Ciekawe co z tego wyniknie.. :)

piątek, 3 czerwca 2011

Totalna demolka czyli historia pewnej lampy

Jak wiadomo, nierozłączki są ptaszkami, które uwielbiają demolkę i ciągłe pogryzanie czegoś, najlepiej drewnianego lub papierowego. Najwyraźniej jednak gazeta wokół klatki oraz świeże badylki już im się znudziły..

Zaczęło się dość niewinnie, od małej dziurki. Jednak tak jak wspominałam ostatnio, Puszek odmawia spania w klatce i efekt niekontrolowanej demolki w ciągu dnia wygląda następująco:


Kolejnego dnia już coraz gorzej...

Dzieło prawie dokonane:                                                             

Wersja filmowa (należy zwrócić uwagę na gorliwość i satysfakcję): 

 No i marne resztki do pogryzania zostały:                                                             

Wersja filmowa:

Lampa jak widać nie przeżyła nalotu.. Oczywiście demolka nie trwała krótko, lampa dzielnie się broniła, ale po ok. 4 dniach jednak się poddała.. Teraz leży na regale i dogorywa, a nierozłączki okazały się niezwykłą siłą recyclingową, lampy jest coraz mniej.. Ale jaka cisza! Tylko słychać "chrup, chrup, szelest, szelest".


Jaki z tego morał? Lampy z ikei są bardzo smaczne. I nie żyją długo, gdy nierozłączki nie chodzą spać do klatki.

środa, 18 maja 2011

Bunt nierozłączek

No. To mamy bunt na pokładzie. Towarzystwo nie chce mieszkać w klatce.

Założenie naszej minihodowli było takie, jak zresztą zapewne i większości hodowców trzymających papugi w mieszkaniach, że papugi w ciągu dnia są w klatce, wypuszczane zostają jak szanowni państwo właściciele mieszkania wracają z pracy, a gdy zapadnie zmrok grzecznie idą spać na patyk.

Założenie w naszej minihodowli nie sprawdziło się :]

Puszek mimo wielkiej, i istotnie coraz większej wzajemnej miłości do Dziobaka nie chce z nim spać. Ani na jednym patyku, ani choćby w jednej klatce.. Woli przytulać się do niego na tym samym patyku, ale od strony wystającej na zewnątrz. Do klatki wchodzi tylko żeby zjeść, a gdy w tym czasie któreś z nas się poruszy lub choćby zerknie w stronę klatki, Puszek wyskakuje z niej niczym mała torpeda w ciągu niecałej sekundy w obawie, że drzwiczki się zatrzasną.
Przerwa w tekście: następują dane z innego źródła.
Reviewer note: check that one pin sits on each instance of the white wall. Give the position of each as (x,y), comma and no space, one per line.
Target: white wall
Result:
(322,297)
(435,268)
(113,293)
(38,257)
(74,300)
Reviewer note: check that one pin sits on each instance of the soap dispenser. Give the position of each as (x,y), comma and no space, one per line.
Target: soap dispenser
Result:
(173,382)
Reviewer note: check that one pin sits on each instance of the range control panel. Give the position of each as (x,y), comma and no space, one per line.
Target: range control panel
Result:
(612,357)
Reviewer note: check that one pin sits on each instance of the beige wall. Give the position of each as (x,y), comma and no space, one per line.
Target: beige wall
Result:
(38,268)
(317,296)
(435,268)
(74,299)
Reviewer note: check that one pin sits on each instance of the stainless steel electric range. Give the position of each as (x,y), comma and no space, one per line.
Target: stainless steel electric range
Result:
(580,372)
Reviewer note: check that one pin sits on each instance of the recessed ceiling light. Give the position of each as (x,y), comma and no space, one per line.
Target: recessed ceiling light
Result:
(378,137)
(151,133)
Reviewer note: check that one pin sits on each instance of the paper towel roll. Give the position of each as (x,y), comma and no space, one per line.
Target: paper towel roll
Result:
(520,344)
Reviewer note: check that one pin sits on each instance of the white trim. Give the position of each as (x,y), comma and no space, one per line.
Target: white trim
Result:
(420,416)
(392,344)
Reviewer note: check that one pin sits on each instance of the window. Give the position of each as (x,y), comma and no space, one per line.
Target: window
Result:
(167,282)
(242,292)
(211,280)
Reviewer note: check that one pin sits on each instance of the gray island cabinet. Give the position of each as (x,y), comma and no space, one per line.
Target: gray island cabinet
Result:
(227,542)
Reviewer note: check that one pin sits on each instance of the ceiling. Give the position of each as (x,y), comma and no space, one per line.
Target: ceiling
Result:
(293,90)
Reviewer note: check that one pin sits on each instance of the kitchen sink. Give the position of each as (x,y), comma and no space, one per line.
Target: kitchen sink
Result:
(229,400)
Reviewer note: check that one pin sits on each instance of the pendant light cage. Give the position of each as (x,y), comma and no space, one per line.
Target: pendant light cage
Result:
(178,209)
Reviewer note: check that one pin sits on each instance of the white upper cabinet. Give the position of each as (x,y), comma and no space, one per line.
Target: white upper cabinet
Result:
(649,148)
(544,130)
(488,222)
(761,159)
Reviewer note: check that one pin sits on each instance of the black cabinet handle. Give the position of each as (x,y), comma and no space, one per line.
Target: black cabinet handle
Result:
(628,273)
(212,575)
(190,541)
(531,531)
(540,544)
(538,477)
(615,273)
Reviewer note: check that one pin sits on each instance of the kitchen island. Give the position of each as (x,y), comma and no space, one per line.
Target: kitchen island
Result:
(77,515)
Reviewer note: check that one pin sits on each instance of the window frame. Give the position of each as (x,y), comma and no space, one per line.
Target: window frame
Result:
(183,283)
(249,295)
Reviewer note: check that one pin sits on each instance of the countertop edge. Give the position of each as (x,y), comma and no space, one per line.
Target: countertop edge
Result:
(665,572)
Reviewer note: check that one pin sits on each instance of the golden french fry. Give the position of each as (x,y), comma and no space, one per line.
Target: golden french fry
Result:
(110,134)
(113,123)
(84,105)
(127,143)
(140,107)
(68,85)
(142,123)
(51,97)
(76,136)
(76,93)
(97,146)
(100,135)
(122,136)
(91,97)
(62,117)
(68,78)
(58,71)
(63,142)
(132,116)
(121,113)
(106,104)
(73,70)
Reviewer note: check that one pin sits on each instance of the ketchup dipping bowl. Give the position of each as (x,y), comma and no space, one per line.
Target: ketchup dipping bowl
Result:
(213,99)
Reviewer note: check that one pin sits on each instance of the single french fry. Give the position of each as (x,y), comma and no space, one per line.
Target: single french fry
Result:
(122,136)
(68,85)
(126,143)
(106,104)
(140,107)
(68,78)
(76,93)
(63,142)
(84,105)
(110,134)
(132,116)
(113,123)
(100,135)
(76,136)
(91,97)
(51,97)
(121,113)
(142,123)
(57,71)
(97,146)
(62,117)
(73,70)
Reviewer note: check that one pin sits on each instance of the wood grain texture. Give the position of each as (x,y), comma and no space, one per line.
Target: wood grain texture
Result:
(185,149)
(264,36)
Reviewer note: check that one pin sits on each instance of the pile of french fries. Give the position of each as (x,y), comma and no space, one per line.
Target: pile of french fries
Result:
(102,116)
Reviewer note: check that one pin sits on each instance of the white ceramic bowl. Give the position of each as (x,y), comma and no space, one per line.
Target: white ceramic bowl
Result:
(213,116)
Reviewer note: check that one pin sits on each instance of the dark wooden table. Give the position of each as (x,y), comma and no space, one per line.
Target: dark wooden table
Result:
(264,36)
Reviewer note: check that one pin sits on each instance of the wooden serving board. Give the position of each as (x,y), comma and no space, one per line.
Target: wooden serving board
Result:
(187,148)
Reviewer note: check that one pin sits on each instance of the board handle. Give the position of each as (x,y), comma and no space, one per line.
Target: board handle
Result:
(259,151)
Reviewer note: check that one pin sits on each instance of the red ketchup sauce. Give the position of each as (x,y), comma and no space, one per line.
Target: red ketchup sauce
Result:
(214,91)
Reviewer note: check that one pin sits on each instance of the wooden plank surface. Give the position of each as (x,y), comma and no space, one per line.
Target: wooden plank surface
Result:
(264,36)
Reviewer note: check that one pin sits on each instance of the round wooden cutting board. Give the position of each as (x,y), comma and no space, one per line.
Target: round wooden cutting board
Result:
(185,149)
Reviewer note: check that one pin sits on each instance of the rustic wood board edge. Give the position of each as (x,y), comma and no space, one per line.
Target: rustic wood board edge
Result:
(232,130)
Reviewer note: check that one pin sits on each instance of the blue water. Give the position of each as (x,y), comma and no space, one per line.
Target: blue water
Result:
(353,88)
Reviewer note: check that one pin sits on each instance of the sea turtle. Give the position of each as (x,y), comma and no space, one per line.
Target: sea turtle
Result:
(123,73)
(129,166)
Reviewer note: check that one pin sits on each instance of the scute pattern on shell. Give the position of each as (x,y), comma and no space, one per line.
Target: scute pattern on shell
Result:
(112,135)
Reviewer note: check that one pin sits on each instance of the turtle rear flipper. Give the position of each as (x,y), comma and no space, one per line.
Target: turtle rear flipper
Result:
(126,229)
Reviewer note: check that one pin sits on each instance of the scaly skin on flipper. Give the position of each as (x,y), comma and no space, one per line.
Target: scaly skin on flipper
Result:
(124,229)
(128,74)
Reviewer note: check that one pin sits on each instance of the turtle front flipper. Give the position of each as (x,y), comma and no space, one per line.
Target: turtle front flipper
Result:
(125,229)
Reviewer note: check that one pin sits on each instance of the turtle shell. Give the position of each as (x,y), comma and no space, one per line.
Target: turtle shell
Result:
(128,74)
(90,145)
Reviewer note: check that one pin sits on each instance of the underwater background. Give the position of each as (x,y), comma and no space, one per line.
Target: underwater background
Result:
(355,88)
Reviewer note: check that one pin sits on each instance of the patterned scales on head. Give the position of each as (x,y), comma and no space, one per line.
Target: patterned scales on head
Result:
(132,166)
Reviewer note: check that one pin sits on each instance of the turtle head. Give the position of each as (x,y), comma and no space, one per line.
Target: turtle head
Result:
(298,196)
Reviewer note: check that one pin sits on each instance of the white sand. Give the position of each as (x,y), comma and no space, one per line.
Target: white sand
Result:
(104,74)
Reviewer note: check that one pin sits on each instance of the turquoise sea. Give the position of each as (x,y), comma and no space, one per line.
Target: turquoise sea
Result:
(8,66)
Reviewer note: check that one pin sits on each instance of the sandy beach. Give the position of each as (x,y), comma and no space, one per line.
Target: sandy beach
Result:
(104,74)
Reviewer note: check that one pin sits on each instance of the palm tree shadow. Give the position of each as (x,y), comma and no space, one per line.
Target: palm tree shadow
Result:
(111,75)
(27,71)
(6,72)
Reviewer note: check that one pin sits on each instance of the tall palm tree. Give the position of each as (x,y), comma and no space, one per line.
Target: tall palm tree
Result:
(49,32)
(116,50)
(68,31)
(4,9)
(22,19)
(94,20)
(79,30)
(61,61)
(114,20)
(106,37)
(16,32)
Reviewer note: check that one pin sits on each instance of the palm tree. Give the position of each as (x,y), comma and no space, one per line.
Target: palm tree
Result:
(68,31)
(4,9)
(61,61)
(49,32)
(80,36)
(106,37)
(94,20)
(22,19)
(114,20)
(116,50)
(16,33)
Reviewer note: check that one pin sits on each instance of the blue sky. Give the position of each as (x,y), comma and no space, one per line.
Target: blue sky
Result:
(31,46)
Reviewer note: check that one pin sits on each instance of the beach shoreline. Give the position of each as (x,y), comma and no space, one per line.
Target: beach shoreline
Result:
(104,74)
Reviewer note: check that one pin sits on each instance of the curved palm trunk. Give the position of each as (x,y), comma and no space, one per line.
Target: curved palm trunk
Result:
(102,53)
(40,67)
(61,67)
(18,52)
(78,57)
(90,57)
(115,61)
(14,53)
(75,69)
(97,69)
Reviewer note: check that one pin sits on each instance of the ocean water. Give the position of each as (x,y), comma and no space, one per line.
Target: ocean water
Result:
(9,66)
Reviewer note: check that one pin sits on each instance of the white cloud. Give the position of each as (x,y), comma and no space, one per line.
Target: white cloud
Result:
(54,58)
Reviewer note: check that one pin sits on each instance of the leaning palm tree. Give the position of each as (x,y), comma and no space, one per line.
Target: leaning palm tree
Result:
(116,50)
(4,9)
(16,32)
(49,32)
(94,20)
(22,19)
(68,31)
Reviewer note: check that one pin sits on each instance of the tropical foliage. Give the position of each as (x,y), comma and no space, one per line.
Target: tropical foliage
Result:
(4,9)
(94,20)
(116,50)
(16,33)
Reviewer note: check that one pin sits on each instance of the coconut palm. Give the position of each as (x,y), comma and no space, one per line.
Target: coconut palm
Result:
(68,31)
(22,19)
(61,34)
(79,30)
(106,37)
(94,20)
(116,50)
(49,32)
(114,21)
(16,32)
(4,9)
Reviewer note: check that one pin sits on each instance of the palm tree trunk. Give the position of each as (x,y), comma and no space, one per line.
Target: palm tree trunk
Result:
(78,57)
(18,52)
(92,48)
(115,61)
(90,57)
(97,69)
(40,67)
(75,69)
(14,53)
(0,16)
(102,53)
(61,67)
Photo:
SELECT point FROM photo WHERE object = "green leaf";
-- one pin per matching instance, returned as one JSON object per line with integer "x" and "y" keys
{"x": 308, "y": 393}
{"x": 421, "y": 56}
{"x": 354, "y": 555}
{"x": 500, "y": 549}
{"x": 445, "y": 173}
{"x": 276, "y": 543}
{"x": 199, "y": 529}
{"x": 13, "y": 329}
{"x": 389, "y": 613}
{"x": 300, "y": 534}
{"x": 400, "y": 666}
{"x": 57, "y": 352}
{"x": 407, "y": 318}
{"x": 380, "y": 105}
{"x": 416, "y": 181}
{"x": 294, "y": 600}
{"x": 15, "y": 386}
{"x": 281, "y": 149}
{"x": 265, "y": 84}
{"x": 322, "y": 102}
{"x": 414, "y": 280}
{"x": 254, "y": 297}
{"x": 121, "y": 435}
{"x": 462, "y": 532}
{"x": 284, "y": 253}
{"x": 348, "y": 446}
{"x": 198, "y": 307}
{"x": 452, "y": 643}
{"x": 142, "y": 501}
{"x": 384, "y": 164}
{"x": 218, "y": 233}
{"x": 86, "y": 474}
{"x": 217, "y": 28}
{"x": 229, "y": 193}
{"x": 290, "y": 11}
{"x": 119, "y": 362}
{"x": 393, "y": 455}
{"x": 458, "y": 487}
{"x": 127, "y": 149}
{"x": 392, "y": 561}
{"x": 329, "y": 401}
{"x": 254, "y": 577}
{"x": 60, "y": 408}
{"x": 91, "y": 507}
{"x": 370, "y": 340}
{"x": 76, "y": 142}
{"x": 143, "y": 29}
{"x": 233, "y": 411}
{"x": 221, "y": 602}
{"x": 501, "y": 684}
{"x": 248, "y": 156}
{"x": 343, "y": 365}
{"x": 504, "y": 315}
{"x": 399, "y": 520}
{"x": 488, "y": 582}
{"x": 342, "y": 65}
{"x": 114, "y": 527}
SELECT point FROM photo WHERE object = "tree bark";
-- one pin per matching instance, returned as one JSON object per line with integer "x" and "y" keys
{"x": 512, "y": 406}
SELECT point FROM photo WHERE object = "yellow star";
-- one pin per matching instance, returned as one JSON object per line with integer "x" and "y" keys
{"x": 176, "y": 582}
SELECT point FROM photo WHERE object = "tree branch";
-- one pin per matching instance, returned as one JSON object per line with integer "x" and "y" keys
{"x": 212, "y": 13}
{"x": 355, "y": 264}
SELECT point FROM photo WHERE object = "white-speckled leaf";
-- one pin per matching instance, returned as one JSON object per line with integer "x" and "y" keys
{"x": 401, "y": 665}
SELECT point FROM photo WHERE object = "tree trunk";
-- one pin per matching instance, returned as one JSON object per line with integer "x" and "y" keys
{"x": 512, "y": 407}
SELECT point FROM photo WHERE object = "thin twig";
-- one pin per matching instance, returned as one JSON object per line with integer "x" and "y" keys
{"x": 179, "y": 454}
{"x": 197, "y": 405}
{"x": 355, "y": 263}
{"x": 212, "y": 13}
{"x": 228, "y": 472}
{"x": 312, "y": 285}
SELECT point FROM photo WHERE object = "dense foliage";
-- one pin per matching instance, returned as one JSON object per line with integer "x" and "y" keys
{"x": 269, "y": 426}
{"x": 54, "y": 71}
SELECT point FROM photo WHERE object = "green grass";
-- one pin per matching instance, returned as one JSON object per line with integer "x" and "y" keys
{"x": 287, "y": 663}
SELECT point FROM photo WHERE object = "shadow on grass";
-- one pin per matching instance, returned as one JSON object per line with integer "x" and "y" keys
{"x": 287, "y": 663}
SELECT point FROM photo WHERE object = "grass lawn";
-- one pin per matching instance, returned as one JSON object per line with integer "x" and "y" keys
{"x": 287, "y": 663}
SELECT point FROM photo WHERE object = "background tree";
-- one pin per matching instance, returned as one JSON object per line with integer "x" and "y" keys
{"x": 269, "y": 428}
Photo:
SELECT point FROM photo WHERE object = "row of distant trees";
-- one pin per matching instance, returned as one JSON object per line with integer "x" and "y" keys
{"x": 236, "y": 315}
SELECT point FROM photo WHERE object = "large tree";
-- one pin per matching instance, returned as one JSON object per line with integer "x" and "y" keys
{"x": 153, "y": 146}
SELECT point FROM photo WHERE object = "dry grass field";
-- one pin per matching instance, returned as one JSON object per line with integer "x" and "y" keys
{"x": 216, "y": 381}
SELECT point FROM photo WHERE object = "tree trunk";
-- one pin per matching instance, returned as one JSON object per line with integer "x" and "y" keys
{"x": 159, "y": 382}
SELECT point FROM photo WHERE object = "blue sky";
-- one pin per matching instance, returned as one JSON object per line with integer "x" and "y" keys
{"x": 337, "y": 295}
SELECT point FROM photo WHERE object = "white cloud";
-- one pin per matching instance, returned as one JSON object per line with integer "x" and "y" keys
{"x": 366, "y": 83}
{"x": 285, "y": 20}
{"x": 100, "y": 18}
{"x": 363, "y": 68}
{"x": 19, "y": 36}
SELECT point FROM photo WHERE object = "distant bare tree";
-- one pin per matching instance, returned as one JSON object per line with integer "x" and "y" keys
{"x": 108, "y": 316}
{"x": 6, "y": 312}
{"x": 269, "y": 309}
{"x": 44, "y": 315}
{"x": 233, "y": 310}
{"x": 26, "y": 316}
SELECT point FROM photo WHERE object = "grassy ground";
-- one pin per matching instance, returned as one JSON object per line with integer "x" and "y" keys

Nie byłoby w tym niczego złego, gdyby nie fakt, że skoro jedno jest na zewnątrz, nie możemy zamknąć klatki i nierozłączki szaleją po całym pokoju w trakcie naszej nieobecności, gdyż Dziobak ostatnio równie chętnie co Puszek w ciągu dnia przebywa poza klatką. Efektem tego jest np. wielka dziura w papierowej lampie sufitowej lub "ślady" ich bytności tu i tam ;) Nie do uniknięcia.

Teraz pozostaje wygłówkować, jak przekonać Puszka do tego, że klatka nie jest zła :)

to be continued ;)

wtorek, 3 maja 2011

Miłość

Ale dawno nie pisałam! Czas mijał na obserwacji wspólnego pożycia nierozłączkowego, a było co podziwiać.

Najważniejsze to to, że ptaszęta polubiły się, z czego bardzo się cieszymy. Są praktycznie nierozłączne, czyli jest tak jak powinno być. Wzajemne muskanie układa się super, Dziobak przypomniał sobie jak to się robi i teraz czułości są częste i przede wszystkim obustronne. Pozytywne jest też to, że Dziobak nareszcie sam wychodzi z klatki. Gdy tylko otworzymy klatkę, nie mija 5 sekund a Puszek jest na zewnątrz, Dziobak najczęściej po ok minucie, ale wychodzi sam. I co najważniejsze, gdy wypuszczone są cały dzień (np. w weekend) wchodzi i wychodzi z klatki kiedy ma ochotę bez żadnego problemu. Teraz jedzenie jest cały czas w środku, także na zewnątrz jest rekreacja, a w środku jedzonko i spanie. Dziobak, mimo początkowego ignorowania nowego przybysza, zaczął też intensywnie reagować na nawoływanie Puszka. Widać, że rozmawiają ze sobą i reagują na swoje nawoływania, a jak jedno jest bez drugiego na zewnątrz, to jest dramat. Z kolei Puszek się przekonała, że spanie poza klatką bez Dziobaka jest bez sensu, i teraz na nocną kimkę idzie do klatki. A ptaszki całą noc śpią zwykle przytulone do siebie na jednej żerdzi :)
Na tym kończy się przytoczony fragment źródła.